Today, we go from ice to diamonds to ideas. The
University of Houston's College of Engineering
presents this series about the machines that make
our civilization run, and the people whose
ingenuity created them.
Diamonds are called ice, but
we're also told that you can tell diamonds from
glass because diamonds are warm. Actually, diamonds
aren't like ice at all. Ice is a good thermal
insulator. But diamond is the best natural
conductor of heat we know -- three or four times
better than copper or silver. Diamonds feel warm
because they come up to body temperature so
quickly. Diamonds warm up, while glass keeps on
Good heat transfer is highly prized these days. So
much energy has to be moved in modern systems.
Nuclear reactors put out as much energy as we can
carry away. They'd be a lot more effective if we
were better at moving energy. The same is true of
solar receivers. A field of mirrors focuses the
sun's energy on a central tower. We could easily
focus enough energy to melt the tower. We're
limited only by our ability to carry all that heat
away. Super-computers are limited by the need to
remove more and more energy from smaller and
smaller spaces; and so on.
Modern equipment fairly groans with problems like
that, and diamonds -- even commercial diamonds --
are too expensive use on a commercial scale. But
during the last few decades a new technology has
come into use. It's the heat pipe -- a man-made
conductor that carries heat a hundred times better
than even diamond.
A heat pipe is a tube whose inner walls are lined
by copper-wool or some other gauze-like material.
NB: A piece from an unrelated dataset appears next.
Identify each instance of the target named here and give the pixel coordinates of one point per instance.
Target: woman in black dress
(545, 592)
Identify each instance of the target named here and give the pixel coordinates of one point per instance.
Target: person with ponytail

It contains a little liquid -- maybe water,
mercury, or alcohol. The liquid evaporates on the
warm end. The vapor flows down the middle and
condenses on the cold end. The condensed liquid is
returned to the hot end by a sort of blotter action
in the gauze.
It's amazing how anything so simple works so well.
In this case, the inventor is a friend of mine -- a
man whose mind I've been privileged to watch in
flight many times. In this case I've seen the
inventive process that created this new technology.
His name is Lloyd Trefethen. He teaches engineering
at Tufts University. Conversation with Lloyd is
always a kind of roller-coaster ride. He'll take
nothing for granted. He deflects the most
straightforward notion so it turns into something
else. We were given the heat pipe, where nature
left off, because one man simply refuses to see the
world the same way each time he looks at it.
Pure invention is ice turned into diamond --
diamond into a heat pipe -- one thing transmuted by
a leap in the dark into something wholly other. And
it's so exciting to watch happening in another
person, or -- better yet -- in yourself.